On Art and IV’s


I want to discuss what it’s like to be an artist and a nurse. The visual art pieces are the easiest for me to post: I take a photograph of one of my images, down load it from the camera and upload it onto the blog. Poof!  I am the curator of my own Internet gallery. I can explain the images, or not, or use them for illustrations of random posts. I can take refuge in the worn statement “It’s just paint.”  Like a fish that surfaces then dives back into its watery depths, I find safety in the intentional layers of interpretations. My viewers tell me what the images represent to them. I don’t have to speak at all.

Writing is more problematic. Putting thoughts down in words feels like a greater commitment to what is said and more concrete than the commitment required by a brushstroke. Perhaps, because I write nonfiction, it seems more self-revealing.  However, every mark, be it a word or a brushstroke, reflects a choice made by its author, so perhaps there’s no difference at all.

I suppose that I could make up the stuff that I write. Why not? I mean, what I like about painting is that I can take a subject, then represent it any way that I want to. I like it when the image creates more questions than it answers. For me the object of writing is to examine truth and that requires an attention to detail.

On the days my focus is nursing, I spend a lot of time at work writing down objective information in carefully coded medical terminology. There’s no room in a medical record for speculation or inference, no magical realism. Events happened as written or not at all. Period. The writing is blunt and impersonal. Words in a medical record are merely tools to convey information; they are not supposed to be lovely or melodic on the tongue. There is nothing poetic about charting, and the information is private.

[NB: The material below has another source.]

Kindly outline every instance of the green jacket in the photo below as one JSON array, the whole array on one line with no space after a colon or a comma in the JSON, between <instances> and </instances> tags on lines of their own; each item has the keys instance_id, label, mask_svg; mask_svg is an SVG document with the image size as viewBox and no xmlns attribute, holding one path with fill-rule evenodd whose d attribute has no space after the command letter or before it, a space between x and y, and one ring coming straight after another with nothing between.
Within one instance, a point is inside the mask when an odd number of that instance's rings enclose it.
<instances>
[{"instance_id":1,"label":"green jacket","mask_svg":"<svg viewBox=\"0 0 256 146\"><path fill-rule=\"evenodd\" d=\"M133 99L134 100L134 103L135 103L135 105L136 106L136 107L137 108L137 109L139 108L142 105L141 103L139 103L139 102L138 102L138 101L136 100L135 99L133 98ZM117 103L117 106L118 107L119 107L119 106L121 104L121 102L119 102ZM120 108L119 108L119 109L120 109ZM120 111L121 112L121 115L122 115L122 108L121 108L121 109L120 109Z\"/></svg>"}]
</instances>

I have an affinity for privacy. My father was a schoolboy in Nazi-occupied Italy during World War II.  He grew up knowing that telling tales or speaking about private matters could cause someone’s arrest or even death. In turn, I was raised in a very small town; gossip spread quickly, and at a young age I intuitively knew that private matters needed to stay unspoken beyond the dining room table.  In my family’s church, sins were only shared in the quasi-anonymous shelter of a confessional. The current generation’s willingness to post the most intimate details of their lives on the Internet is incomprehensible to me.  However, the same need for self-expression bangs determinedly at the door of my soul, and the private persona of the nurse gives way to the voice of the artist inside of me, despite all I have been taught.

I’m not the only person I know who feels like this. At work a few weeks ago, I did a curbside in the hallway with a surgeon regarding a patient we share. The surgeon also writes, and once our patient concern was settled, we briefly caught up on our artistic pursuits. The doctor felt diffident about writing, and I admitted to the same. Then the surgeon went back to the OR and ran a scalpel through the soft tissues of a patient.  I returned to my own duties and slid an IV needle, slick as butter, into the vein of another patient, then infused medication intended for their treatment but, potentially harmful just the same if given incorrectly.  Neither the surgeon nor I felt that either procedure was as difficult as the self-exposure and disclosure of the act of writing, and I find that amusing.


  1. Julianna, I am so glad to read your writing–and so glad that you’ll be writing for our Crier, too.

    I can “see” and “hear” you in the words you write. You have a gift for it; thanks for sharing that gift with us.